Hasn't happened yet. My friend geek "my wife doesn't take the iPad beachfront to read," says, "she takes the Kindle".
The claims of lean and lightweight Kindle 3 are impressive: he supposedly can store 3500 books (that's why Amazon came in this business) and offers affordable subscriptions to 153 daily newspapers (including this one) and 74 magazines. Your battery life can be until a month on a single charge.
One thing I noticed in the last year: more people speak of owning a Kindle in question, as if they were saying that possessed a car. If sales of the Kindle third-generation were as good as markets observers say — Amazon not releases official numbers — you can 2010 could have been a year of escape for this simple, trusted e-reader: it not only survived the iPad, he prospered.

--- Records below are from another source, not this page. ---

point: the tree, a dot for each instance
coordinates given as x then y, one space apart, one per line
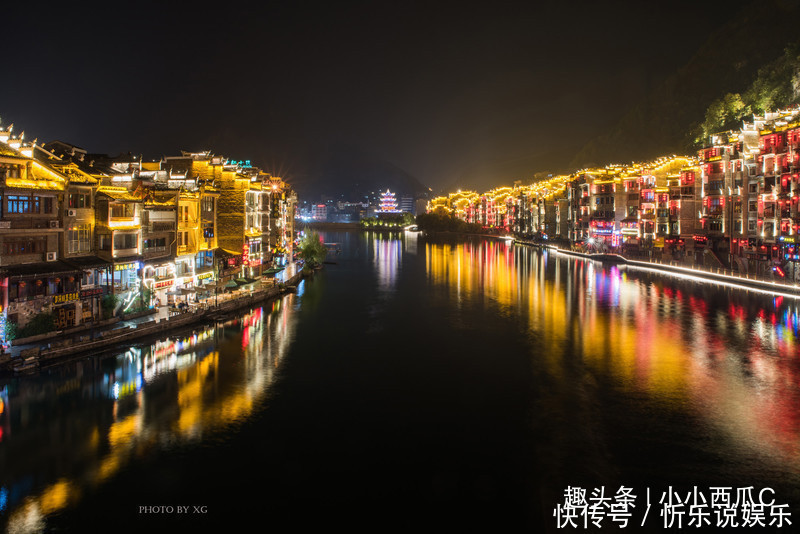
312 250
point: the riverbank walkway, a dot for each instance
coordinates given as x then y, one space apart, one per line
715 275
97 337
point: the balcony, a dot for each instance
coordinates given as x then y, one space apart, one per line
160 226
154 252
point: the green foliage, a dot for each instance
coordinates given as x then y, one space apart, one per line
312 250
108 305
40 324
441 222
776 86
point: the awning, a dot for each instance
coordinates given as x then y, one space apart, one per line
87 262
224 253
120 196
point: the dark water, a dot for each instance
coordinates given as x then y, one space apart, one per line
420 386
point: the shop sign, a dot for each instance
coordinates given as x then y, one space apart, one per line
85 293
66 297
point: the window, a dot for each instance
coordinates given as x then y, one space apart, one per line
14 246
104 242
28 204
80 200
183 239
125 241
126 210
79 238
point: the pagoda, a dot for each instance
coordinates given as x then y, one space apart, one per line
388 203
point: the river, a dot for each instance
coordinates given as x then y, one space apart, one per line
429 385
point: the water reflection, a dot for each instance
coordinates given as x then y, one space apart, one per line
83 424
728 356
387 259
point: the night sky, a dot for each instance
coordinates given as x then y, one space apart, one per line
456 94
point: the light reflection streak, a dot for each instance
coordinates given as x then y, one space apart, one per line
203 403
735 366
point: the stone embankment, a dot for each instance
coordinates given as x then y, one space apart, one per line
710 274
111 334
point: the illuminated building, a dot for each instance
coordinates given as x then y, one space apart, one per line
283 202
388 203
35 276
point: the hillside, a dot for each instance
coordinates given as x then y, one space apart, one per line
350 173
667 120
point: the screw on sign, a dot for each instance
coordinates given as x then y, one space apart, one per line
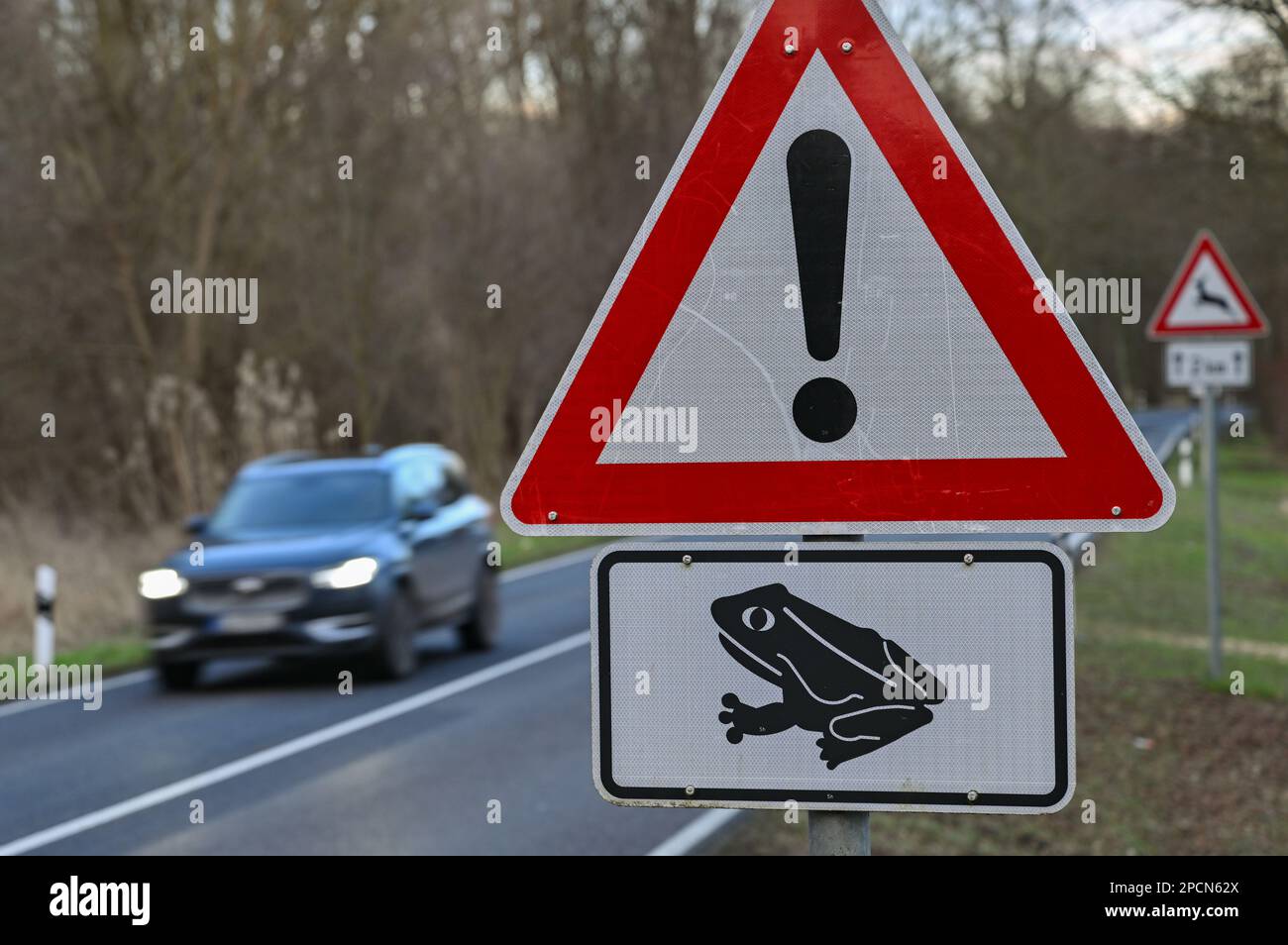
912 389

And Hallelujah, people still want to read books and periodicals.
To do this, some people.
In some meetings during the holidays, I got into conversations with men and women who do not read newspapers or magazines anymore and they seemed to be almost proud about that. Incredibly, a man told me that he no longer reads The Baltimore Sun, because "there is no sport in it". Rather than argue or try to sell the idea to read newspapers from my employer — printed, online, or on a Kindle or iPad — only moved to the crab dip. Some of the nicest people I met during the holidays were people more desinformadas and boring, too.
Don't apologize for sound elitist about this subject. And I don't care if it sounds self-serving. Of course it is self-serving. The entire nature of this column, suggesting that the wonders of Kindle accessible, is self service. Once in a while — how, once a year — I speak in favour of newspapers that many citizens who can live without the time to do wasn't on new year's Eve. who would have turned sour the crab dip. So I'm doing here. Maybe I'm just preaching to the choir, but you never know who might stumble on the website of The Sun and accidentally read this.